Issue with Registering Forward Hooks in a Transformer


I am currently trying to track layer activations as part of a project I’m working on.

Previously I had no issues with using the register_forward_hooks method for convolutional layers in AlexNet. I am now trying to reuse this code for a transformer layer in ViT_b32 but the activations dict is left empty.
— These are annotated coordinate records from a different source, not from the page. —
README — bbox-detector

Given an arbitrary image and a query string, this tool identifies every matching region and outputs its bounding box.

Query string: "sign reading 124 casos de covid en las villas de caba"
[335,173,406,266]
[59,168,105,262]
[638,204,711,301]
Below is an excerpt of the code:

def register_hooks(model_layers, features, feature_layer):
def get_features(name):
def hook(model, input, output):
features[name] = output.detach()
return hook

model = models.vit_b_32()
feature_layer = ‘encoder_layers_encoder_layer_11_self_attention_out_proj’
layers = get_model_layers(model) #This just stores layers in a dict with key = layer name and val = layer

activations = {}
register_hooks(layers, activations, feature_layer)

out = model(img_tensor)

print(f’activations dict size: {len(activations)}')

This output a dict size of 0 for ViT and 1 for Alexnet, indicating that the hook is not registering as intended.

Any advice offered would be greatly appreciated, and if you need additional information please don’t hesitate to ask!

Your code is not executable as e.g. model_layers is undefined and it’s also not properly formatted.
However, it seems you want to access the NonDynamicallyQuantizableLinear layer, which is only used for error handling in the MultiHeadAttention layer.
This code works for me:

activation = {}
def get_activation(name):
    def hook(model, input, output):
        activation[name] = output[0].detach()
    return hook

model = models.vit_b_32()

x = torch.randn(1, 3, 224, 224)
out = model(x)
# torch.Size([1, 1000])
# torch.Size([1, 50, 768])